The we that are being referred to are the street vendors, the service providers, the waiters and waitresses in restaurants and hotels, the drivers who ferry us around in their taxis and countless other workers who are faceless and nameless in our interactions as part of our daily existence.
While the formal economy consists of salaried employees with defined pension schemes and assured perks and benefits, the workers in the informal economy do not have such luxuries and instead, they have to contend with variable pay and work that sometimes dries up, living on the edge of cities, and generally not being counted as part of the workforce.
This rise of the informal economy has been dubbed as the growth of the “System D” that is as crucial and critical to the success of the global economy as the formal economy.
The workers in this informal economy have been characterized as the “Precariat” class or those whose lives are forever precarious and liquid. However, the point to note here is that businesses have begun to realize the importance of this System D and have started to engage with it and embrace it.
The informal economy does not pay taxes to the government, does not appear in the official GDP (Gross Domestic Product) figures except in those cases where the government imputes a certain amount to their contributions based on rough calculations. This means that the informal economy does not appear in any of the official policies and programs and is instead operating outside the pale of the formal and the organized sector.

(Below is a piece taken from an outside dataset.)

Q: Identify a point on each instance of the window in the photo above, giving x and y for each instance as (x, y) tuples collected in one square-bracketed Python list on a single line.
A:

However, estimates suggest that the size of the informal economy as a percentage of the total economy could be as high as a third or even half and hence, there has to be a way of estimating and including their contributions as part of the computation of the statistics.
Further, the sheer number of jobs created by the informal economy makes it a key component of the overall economy and this is more the reason why businesses and policymakers must step up their efforts to include this component in the mainstream.
Already, there are many countries in Asia where the courts and the government are devising ways and means of accommodating the informal economy within the mainstream and regularizing their existence by passing laws and statutes that absorb them into the formal economy.
Studies have shown that by 2020, the informal economies in many parts of the world would be more than the formal economies and the rise of the mobile, itinerant, and global workforce that thrives in the parallel realm would be impossible to ignore.
In recent months, Saudi Arabia has started the process of integrating the informal workers or the Precariat class into the mainstream and India has already taken steps to engage with the informal sector.
Considering the fact that many businesses that operate in the informal economy do not have an incentive to be part of the mainstream, there is a need for a deeper engagement with the informal sector and ensures that it contributes to the mainstream.
Further, there is also the aspect of illegal activities and undesirable elements taking advantage of the fungible nature of the informal economy and proving to be a threat to the existence of the states.
Finally, in as much as globalization has helped the rise of the global worker, it has also contributed to the rise of the Precariat class as the shrinking of the world, and the borderless nature of the process has helped the informal economy more than it has helped the formal economy.
Therefore, one can no longer dismiss the informal economy as being peripheral and as the points made in this article show, we would soon reach a situation where the informal economy would overtake the formal one.